11. A referida omissão gera também a nulidade da decisão administrativa, agora por força do disposto nos art.°s 374°, n.°s 2 e 3, e 379°, n.° 1, al. a), ambos do CPP, aplicável ao presente processo por força do art.° 41° do RGCO, motivo por que, ao decidir de forma contrária, a douta sentença recorrida violou as supra citadas disposições legais.”

Não tem razão, salvo o devido respeito.

A decisão administrativa proferida pela Autoridade Nacional de Segurança Rodoviária obedece aos requisitos previstos no art. 181.º do CE dela constando os factos relativos ao elemento subjectivo da infracção no ponto 7., no qual se refere:

“Com a conduta descrita o (a) arguido (a) revelou desatenção e irreflectida inobservância das normas de direito rodoviário, actuando com manifesta falta de cuidado e prudência que o trânsito de veículos aconselha e no momento se lhe impunham, agindo de forma livre e consciente, bem sabendo que a conduta descrita nos autos é proibida e sancionada pela lei contra-ordenacional.

Assim, os factos descritos e provados levam a concluir que a infracção foi praticada a título de negligência, nos termos do art.º 133.º do Código da Estrada, porquanto o arguido não procedeu com o cuidado a que estava obrigado.”

Dúvidas não existem, pois, de que ao arguido foi imputada a infracção contra-ordenacional a título negligente, tendo sido por ela que foi condenado.

Conforme se refere no Ac. da RC de 3/10/2012, proferido no âmbito do Proc. 14/12.8TBSEI.C1, disponível in www.dgsi.pt, em sede de decisão administrativa não é de exigir o rigor formal nem a precisão descritiva que se exige numa sentença judicial.

O arguido teve a oportunidade de se defender da imputação que lhe foi feita, durante a fase administrativa, o que fez, impugnando judicialmente a decisão.

E ainda mesmo durante a fase administrativa teve o arguido/recorrente a possibilidade de se defender dos factos que lhe eram imputados no auto de contra-ordenação, na medida em que dele foi notificado para, querendo, se pronunciar no prazo de 15 dias e nada disse, não tendo arguido qualquer nulidade ou irregularidade.

Improcede, assim, o recurso, quanto a esta invocada nulidade.   

3.2. A invocada nulidade da decisão administrativa por falta de diligências instrutórias que lhe eram impostas pelo disposto no n.º 2 do art. 54.º do RGCO – art. 119.º, al. d), do CPP, aplicável por força do art. 41.º do RGCO

Alega o arguido/recorrente que:
“3. A ANSR não procedeu às necessárias diligências instrutórias, de natureza oficiosa, que lhe eram impostas pelo disposto no n.° 2 do art.° 54° do R.G.C.O., concretamente a audição do Senhor Agente Autuante, a propósito da contradição existente no auto de notícia (condução do veículo pelo arguido e levantamento do auto com base no facto de não ter sido possível identificar o autor da infracção) e a propósito do elemento subjectivo da invocada infracção.
4. Não o tendo feito e dada a indispensabilidade das mesmas, a consequência para o processo de contraordenação seria a absolvição do ora recorrente, muito mais gravosa que a consequência formal invocada.

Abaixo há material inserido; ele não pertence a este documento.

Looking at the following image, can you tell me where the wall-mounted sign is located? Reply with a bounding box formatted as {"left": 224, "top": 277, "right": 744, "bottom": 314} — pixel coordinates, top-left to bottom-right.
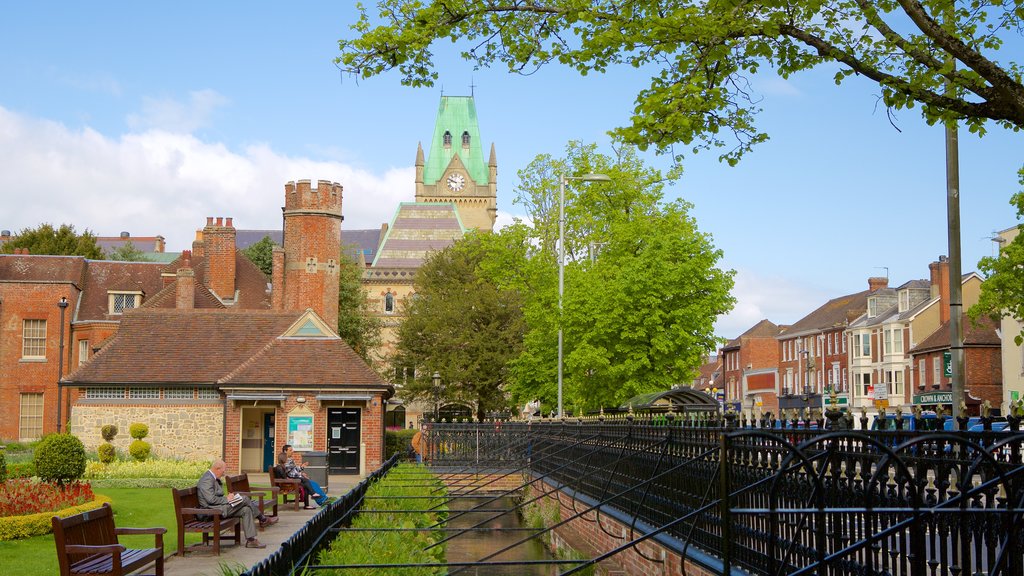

No entanto,
5. O ora recorrente entende que a falta da instrução oficiosa do processo gera a nulidade da decisão administrativa, por força do disposto na alínea d) do art.° 119° do CPP, aplicável ao processo de contra-ordenação com base no art.° 41º do RGCO.”

Mas também quanto a esta questão carece de razão.

O art. 54.º do RGCO não comina com a nulidade a falta de diligências instrutórias e a nulidade prevista na al. d) do art. 119.º do CPP diz respeito apenas aos casos de falta de inquérito ou de instrução em que a lei determinar a sua obrigatoriedade.

De acordo com o disposto no art. 175.º do CE, no que respeita às contra-ordenações rodoviárias, a única diligência obrigatória é a comunicação da infracção ao arguido e a concessão de prazo para que este, querendo, apresente a sua defesa.

Improcede, pois, a invocada nulidade da decisão administrativa, por falta de diligências instrutórias.

3.3. A invocada nulidade da sentença recorrida nos termos do disposto na al. b), do n.º 1, do art. 379.º do CPP, aplicável por força do art. 41.º do RGCO, por a M. Juíza do tribunal a quo ter acrescentado factos não constantes da acusação sem que tenha dado prévio cumprimento ao disposto no art. 358.º do CPP

Alega o arguido/recorrente que:
“1. Na decisão administrativa proferida pela ANSR foram exclusivamente considerados provados os factos constantes do auto de contra-ordenação, não se incluindo neles, nem em qualquer documento complementar, aliás inexistente, qualquer facto idêntico ou sobre a matéria dos factos provados descritos na douta sentença recorrida sob os n.°s 3., 4. e 5., primeira parte, os quais foram acrescentados pela M. Juíza "a quo" sem que fosse dado prévio cumprimento ao disposto no art.° 358.° do CPP.

2. A condenação com base em factos não constantes da "acusação" (em que a decisão administrativa se transformou com a sua remessa a Tribunal pelo Ministério Público), fora do caso e das condições previstas no art.° 358.° do CPP, acarretam a nulidade da douta sentença recorrida, por força do disposto na alínea b) do n.° 1 do art.° 379.° do CPP, aplicável subsidiariamente ao processo contra-ordenacional com base no art.° 41.° do RGCO.”

Mas, mais uma vez, sem razão.

Se houver uma alteração de factos relevantes para a decisão da causa, na ausência de normas específicas que regulem tal matéria no RGCO, deverá aplicar-se subsidiariamente as normas dos arts. 358.º e 359.º do CPP.

Acontece que, no caso dos presentes autos, não ocorreu qualquer alteração substancial ou não substancial dos factos imputados ao arguido na decisão administrativa.

Os factos dados como provados sob o ponto 3 da decisão recorrida constam dos pontos 1 e 7 da decisão administrativa.

Os factos dados como provados sob o ponto 4 da decisão recorrida constam do ponto 7 da decisão administrativa.

Os factos dados como provados sob o ponto 5 da decisão recorrida constam do ponto 3 da decisão administrativa.

Assim sendo, não tendo ocorrido qualquer alteração de factos relevantes para a decisão da causa não tinha a Sr.ª Juiz do tribunal a quo que dar cumprimento ao disposto no art. 358.º do CPP, não padecendo a decisão recorrida da nulidade que lhe é assacada.

Improcede, pois, de igual forma, o recurso quanto a esta invocada nulidade.

III. Decisão

Pelo exposto, acordam os Juízes na 9.ª Secção Criminal da Relação de Lisboa, em negar provimento ao recurso interposto pelo arguido FB....
Custas a cargo do arguido/recorrente, fixando-se a taxa de justiça em 4 (quatro) UC’s.
Lisboa, 4 de Junho de 2015

(Processado e revisto pela relatora, a primeira signatária, que assina a final e rubrica as restantes folhas (art. 94.º, n.º 2 do CPP).